Rabbi David Niederman, another committee member, agreed: “Let us have a stable situation for another year, nothing’s going to happen. We have a system that’s been working for years, let’s have it for another year.”
“What does that have to do with anything?” Chesler shot back. “I feel like we’re denying a fundamental process of the board of having elections.”
Chesler supports the proposal that would allow for a virtual election for the executive committee, he told THE CITY. That proposal would also require amending the board’s bylaws, which mandate that elections must be done by paper ballot.
Chesler noted that the office of the Brooklyn Borough President Eric Adams — who is responsible for appointing half of the volunteer members at each Brooklyn community board — encouraged community boards to amend their bylaws as necessary in order to hold elections this year.
“We made clear to all community boards in the borough that they must hold elections this year under guidance from the Law Department, and are to continue holding virtual meetings under the Governor’s Executive Order 202.1,” said Jonah Allon, a spokesperson for Adams. “We urge all bodies to follow all applicable laws and guidelines.”

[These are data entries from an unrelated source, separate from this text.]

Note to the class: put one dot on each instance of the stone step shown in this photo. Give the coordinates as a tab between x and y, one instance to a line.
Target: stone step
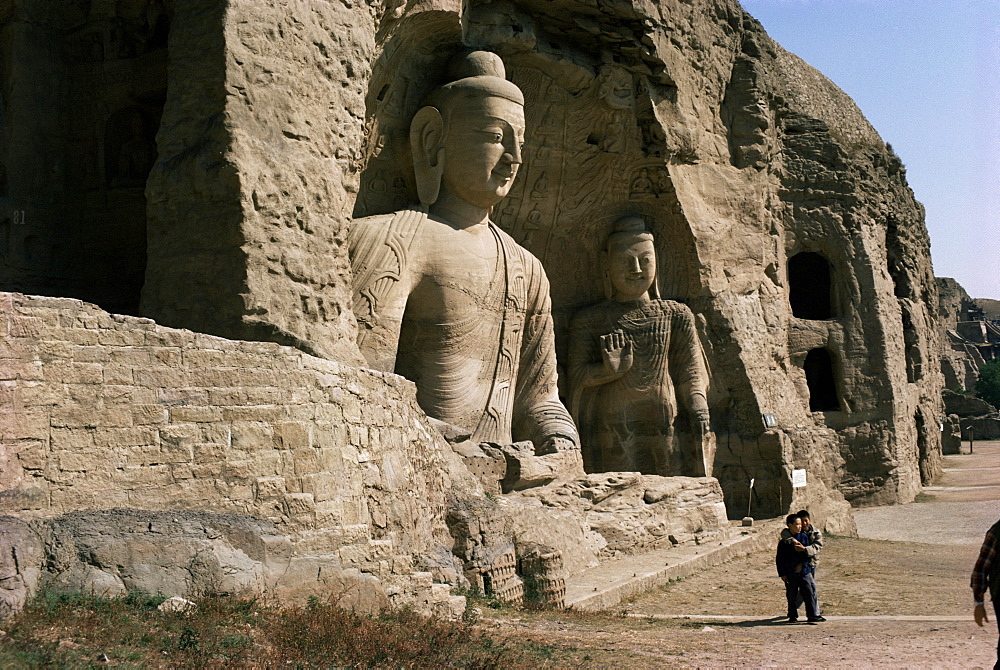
614	581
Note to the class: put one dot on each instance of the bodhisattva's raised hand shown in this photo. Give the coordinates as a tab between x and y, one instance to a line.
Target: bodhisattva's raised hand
699	415
616	349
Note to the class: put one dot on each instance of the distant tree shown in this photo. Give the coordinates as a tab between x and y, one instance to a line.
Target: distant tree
988	384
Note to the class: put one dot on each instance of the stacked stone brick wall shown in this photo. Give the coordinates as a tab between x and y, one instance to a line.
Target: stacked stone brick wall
103	411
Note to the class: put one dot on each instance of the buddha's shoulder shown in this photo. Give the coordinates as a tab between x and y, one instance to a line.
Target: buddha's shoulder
379	223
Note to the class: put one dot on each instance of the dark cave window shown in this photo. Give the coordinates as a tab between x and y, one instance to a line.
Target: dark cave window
819	378
810	286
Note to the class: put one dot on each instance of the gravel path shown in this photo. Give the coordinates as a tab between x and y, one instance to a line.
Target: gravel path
953	511
897	597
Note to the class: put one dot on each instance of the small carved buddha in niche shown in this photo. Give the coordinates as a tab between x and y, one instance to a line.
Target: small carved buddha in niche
632	359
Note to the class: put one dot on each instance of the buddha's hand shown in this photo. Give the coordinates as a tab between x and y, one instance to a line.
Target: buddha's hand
699	414
616	350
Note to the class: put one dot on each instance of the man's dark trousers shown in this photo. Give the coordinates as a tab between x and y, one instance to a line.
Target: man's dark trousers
996	612
805	586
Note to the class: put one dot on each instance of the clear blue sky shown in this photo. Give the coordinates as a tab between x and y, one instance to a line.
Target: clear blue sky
926	74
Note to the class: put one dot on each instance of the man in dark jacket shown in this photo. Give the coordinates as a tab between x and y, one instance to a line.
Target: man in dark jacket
792	561
986	577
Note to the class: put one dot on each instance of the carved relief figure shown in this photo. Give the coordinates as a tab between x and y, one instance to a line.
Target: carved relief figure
135	156
448	299
631	359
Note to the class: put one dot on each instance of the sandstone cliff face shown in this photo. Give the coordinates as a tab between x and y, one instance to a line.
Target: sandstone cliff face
780	216
274	125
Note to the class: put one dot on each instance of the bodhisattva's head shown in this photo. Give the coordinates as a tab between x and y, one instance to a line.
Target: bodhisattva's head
630	262
466	141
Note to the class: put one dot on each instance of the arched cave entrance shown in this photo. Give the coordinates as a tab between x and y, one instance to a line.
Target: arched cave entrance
820	379
810	286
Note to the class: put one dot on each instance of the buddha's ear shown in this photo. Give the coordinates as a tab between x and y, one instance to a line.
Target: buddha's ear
426	134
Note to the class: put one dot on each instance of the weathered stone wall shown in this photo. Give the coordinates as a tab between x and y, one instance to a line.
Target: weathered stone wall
105	412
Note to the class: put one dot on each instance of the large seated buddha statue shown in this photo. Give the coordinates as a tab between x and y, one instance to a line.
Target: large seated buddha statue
446	298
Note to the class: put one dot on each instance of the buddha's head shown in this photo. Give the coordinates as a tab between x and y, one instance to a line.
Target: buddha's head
466	141
630	262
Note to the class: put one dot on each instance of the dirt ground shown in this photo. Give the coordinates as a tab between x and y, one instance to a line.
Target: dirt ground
888	603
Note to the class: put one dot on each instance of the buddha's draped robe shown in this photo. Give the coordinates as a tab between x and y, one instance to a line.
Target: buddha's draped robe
492	370
627	423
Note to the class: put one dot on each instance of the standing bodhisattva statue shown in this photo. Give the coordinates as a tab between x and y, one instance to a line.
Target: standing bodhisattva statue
631	358
447	299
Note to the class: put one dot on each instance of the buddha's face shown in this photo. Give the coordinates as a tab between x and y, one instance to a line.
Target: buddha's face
631	268
482	149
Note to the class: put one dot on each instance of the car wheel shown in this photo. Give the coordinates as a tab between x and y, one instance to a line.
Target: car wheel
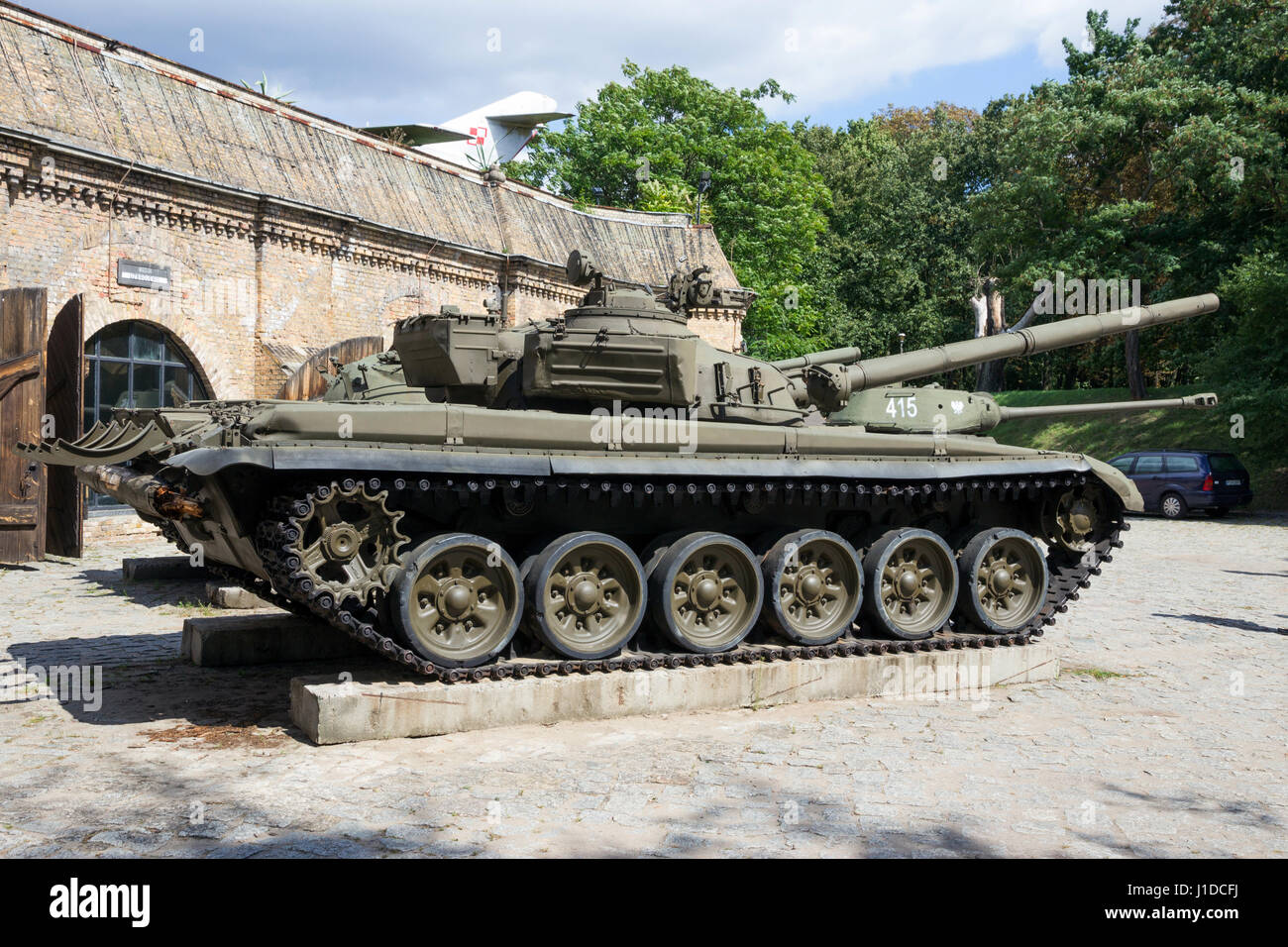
1172	506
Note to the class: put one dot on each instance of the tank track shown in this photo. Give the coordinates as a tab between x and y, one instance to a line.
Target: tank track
291	589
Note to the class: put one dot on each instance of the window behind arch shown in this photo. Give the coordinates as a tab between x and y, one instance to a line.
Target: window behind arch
134	365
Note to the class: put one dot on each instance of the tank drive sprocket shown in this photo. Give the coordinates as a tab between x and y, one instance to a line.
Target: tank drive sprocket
339	538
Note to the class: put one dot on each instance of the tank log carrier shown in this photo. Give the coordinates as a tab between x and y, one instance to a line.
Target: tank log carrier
605	491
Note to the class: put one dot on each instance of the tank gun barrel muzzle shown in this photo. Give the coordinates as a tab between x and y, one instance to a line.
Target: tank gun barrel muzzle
1024	342
141	491
1106	407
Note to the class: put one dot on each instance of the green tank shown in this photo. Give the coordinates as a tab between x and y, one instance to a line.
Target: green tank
605	491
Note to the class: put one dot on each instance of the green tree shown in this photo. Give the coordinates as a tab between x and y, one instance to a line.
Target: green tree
897	254
1159	159
644	144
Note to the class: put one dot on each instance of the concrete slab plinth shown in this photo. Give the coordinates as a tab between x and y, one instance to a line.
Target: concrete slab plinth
376	709
161	567
257	639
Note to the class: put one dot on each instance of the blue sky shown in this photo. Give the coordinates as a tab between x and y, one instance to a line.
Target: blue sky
398	60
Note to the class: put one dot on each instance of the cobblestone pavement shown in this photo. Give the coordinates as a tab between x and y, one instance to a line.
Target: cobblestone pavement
1163	736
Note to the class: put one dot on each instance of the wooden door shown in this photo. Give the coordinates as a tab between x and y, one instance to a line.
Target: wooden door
22	398
64	380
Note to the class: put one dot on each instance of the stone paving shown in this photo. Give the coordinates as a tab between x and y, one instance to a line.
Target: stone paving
1163	736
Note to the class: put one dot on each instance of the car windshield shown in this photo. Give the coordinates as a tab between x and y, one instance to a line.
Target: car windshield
1225	463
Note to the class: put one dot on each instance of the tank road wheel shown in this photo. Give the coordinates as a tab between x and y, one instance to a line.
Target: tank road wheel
587	595
912	582
704	591
458	599
1004	578
349	541
1072	521
812	586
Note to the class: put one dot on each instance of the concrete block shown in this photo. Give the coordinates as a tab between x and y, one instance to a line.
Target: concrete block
376	707
161	567
257	639
233	596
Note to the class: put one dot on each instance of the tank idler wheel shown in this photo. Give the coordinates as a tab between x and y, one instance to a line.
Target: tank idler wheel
587	595
704	591
1004	579
458	599
1074	521
812	586
911	577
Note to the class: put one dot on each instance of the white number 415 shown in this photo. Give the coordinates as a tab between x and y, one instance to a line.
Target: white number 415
902	407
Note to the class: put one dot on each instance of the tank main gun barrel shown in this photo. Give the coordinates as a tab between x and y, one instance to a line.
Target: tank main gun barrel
1025	342
1106	407
846	355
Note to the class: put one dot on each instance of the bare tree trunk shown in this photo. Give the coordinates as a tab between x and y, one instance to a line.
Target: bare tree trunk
992	373
1134	372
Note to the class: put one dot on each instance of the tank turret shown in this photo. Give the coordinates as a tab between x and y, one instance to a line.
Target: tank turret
935	410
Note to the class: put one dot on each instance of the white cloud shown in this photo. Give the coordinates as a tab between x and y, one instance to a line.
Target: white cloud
385	60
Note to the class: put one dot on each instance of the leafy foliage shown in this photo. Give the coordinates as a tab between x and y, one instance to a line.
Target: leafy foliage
644	144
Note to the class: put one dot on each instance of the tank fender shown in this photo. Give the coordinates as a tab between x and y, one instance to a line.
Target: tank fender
1119	482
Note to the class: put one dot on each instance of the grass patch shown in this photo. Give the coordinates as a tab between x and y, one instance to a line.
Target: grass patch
1098	673
1261	449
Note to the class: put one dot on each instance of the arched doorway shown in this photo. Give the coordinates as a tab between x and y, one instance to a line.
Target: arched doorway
136	364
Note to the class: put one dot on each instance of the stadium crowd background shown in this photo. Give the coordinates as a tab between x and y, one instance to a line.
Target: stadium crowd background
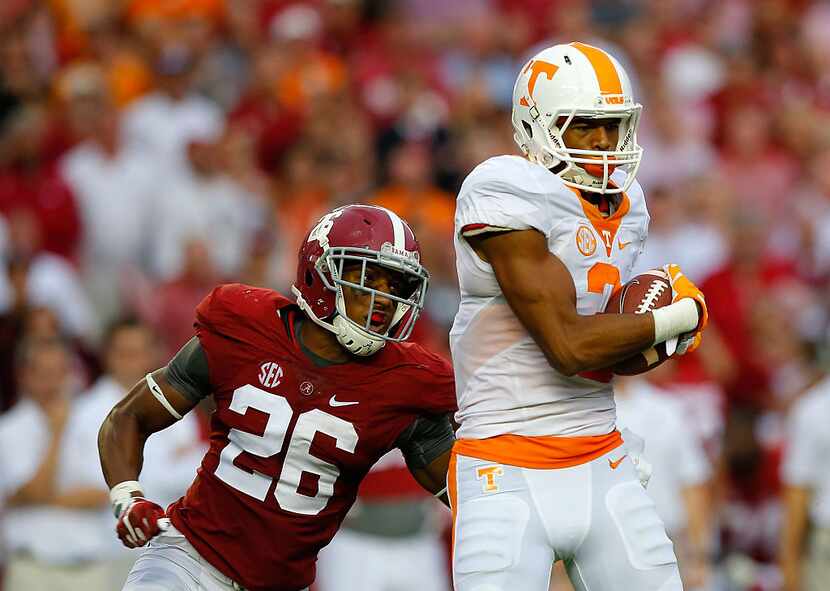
150	149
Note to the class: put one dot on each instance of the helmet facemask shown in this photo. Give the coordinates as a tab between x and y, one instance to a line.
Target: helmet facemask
361	338
589	170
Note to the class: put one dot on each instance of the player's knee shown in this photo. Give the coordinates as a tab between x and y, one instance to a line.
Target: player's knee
642	532
489	536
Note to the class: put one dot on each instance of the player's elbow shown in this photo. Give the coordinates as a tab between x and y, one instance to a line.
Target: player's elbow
568	354
564	360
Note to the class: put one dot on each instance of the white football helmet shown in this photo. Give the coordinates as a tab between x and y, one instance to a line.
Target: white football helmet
576	80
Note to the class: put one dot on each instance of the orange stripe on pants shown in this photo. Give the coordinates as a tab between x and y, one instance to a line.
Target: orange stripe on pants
542	452
452	492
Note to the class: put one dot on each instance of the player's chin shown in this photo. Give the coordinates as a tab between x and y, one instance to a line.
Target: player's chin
380	328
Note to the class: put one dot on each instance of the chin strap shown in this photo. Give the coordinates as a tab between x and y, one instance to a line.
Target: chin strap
355	340
351	337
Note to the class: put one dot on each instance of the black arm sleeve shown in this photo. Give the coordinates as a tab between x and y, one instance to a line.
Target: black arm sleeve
426	439
187	372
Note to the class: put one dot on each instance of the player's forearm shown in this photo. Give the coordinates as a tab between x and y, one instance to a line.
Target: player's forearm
578	343
121	446
82	498
792	536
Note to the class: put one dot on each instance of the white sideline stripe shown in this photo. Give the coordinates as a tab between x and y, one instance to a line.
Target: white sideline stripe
159	395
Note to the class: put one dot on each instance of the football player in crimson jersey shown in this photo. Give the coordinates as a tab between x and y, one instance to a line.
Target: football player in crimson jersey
309	394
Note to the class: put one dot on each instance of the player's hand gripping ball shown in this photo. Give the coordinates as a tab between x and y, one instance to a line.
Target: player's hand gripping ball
138	522
644	293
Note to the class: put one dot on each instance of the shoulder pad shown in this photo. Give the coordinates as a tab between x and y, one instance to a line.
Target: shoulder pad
234	309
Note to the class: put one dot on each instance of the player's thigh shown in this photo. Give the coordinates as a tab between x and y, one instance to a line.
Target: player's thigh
499	543
419	563
166	565
626	546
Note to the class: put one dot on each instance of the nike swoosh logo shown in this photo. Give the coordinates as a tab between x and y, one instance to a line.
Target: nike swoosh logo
617	463
334	402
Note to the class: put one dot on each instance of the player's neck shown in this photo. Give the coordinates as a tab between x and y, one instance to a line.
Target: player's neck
604	204
321	342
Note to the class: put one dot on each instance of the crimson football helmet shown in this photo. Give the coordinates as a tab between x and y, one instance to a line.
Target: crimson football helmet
364	235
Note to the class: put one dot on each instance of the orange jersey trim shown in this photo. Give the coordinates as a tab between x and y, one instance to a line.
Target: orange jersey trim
542	452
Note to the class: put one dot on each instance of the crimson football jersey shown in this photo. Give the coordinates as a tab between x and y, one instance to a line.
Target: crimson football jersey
290	441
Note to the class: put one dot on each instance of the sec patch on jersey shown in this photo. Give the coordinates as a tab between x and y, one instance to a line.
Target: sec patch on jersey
644	293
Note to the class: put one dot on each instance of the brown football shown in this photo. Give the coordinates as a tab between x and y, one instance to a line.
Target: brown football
644	293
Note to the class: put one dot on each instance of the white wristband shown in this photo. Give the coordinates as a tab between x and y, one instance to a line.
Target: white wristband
122	494
674	319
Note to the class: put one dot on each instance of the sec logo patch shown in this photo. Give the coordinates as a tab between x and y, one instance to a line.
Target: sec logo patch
270	374
586	242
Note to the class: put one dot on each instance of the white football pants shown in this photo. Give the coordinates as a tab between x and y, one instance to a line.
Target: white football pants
512	523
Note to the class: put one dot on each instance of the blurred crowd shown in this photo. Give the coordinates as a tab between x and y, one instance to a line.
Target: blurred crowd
150	149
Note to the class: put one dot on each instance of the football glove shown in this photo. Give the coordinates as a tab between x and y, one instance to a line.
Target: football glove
635	447
682	287
139	521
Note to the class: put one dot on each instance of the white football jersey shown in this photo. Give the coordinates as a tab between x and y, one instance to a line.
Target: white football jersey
504	383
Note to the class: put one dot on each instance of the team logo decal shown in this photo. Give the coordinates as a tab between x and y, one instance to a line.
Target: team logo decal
488	475
586	242
270	374
320	232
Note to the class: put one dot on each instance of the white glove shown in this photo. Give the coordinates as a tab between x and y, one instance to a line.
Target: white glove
634	447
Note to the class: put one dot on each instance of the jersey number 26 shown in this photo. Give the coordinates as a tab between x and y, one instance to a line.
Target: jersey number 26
297	459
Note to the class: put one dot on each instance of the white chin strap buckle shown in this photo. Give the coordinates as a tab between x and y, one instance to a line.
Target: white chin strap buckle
355	340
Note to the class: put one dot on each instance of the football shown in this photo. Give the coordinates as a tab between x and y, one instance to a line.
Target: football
644	293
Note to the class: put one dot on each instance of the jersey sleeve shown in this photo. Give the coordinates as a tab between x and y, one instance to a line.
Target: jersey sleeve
188	371
436	383
500	196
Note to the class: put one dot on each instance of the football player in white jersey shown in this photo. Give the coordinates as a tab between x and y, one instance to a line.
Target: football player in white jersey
539	472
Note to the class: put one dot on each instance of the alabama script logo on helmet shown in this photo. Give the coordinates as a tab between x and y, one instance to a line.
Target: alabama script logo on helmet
576	80
368	235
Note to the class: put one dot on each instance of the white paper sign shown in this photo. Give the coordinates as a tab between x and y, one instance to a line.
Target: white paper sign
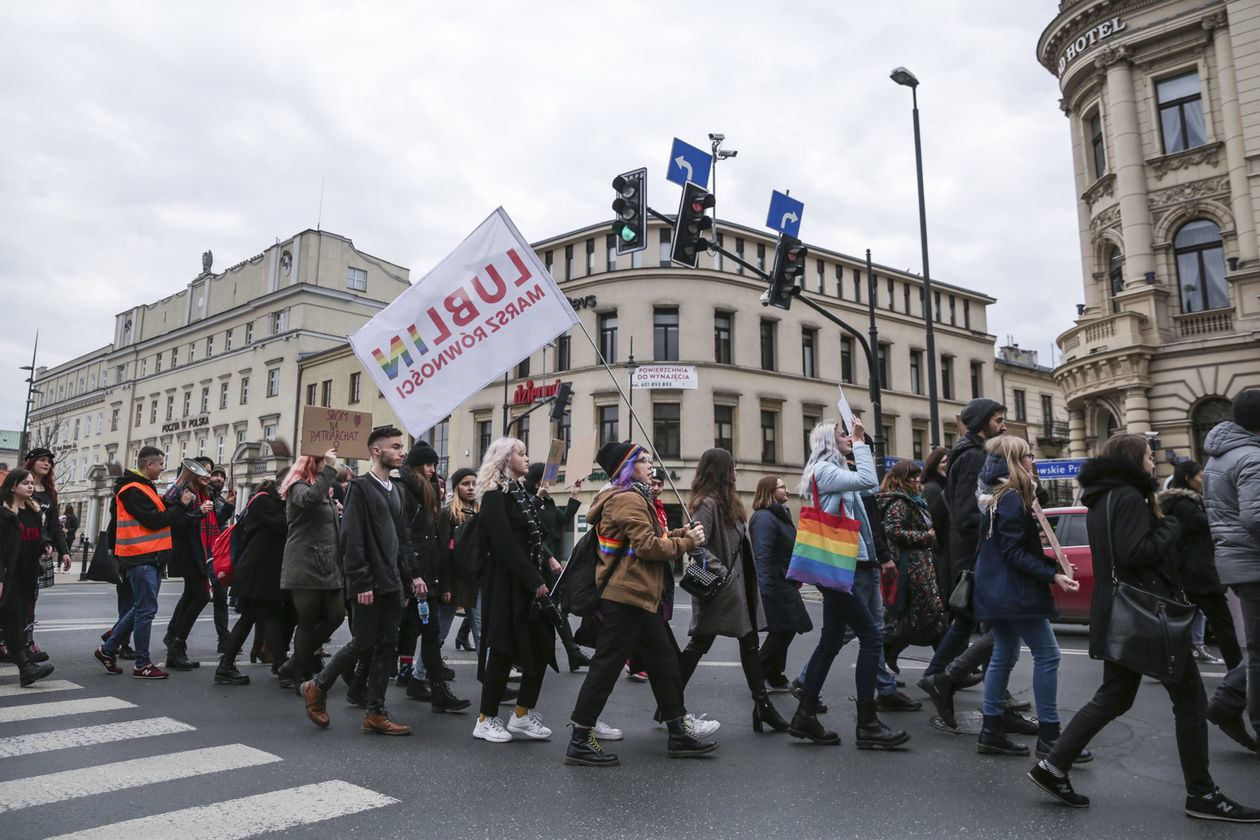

The fallout from Brooklyn Community Board 1’s controversial SUV purchase — which was criticized by members at all levels of city government, including Mayor Bill de Blasio — spurred citywide changes to procurement for all 59 community boards throughout the five boroughs.
After news of the purchase, first reported by THE CITY in May 2019, the City Council announced new limits to community board spending, capping individual expenses at $10,000 and prohibiting vehicle purchases.
Brooklyn Community Board 1 did not respond to THE CITY’s request for comment sent to its email account about the elections.
Votes About Votes
Community resident Sarah Lilley expressed skepticism over the committee’s argument that virtual elections are “impossible.”
“I’m left to wonder how they assume they will vote on all the other business of the board, if voting on leadership is such a hardship,” Lilley tweeted the morning after the meeting. “They will hold votes in order to say it’s too hard to hold votes.”
Ward Dennis, a resident who attended the virtual meeting, told THE CITY that his opposition to the potential cancellation is about more than the community board.
“We are in the midst of a national debate over fair elections, and I know it is just a local community board, but for CB1 to be cancelling an election in 2020 is a really, really bad look,” he told THE CITY. “I don’t have any beef over who’s in on the executive committee or not, but there has to be fair and open elections.”
CB 1 will hold its monthly public executive committee meeting virtually on Tuesday.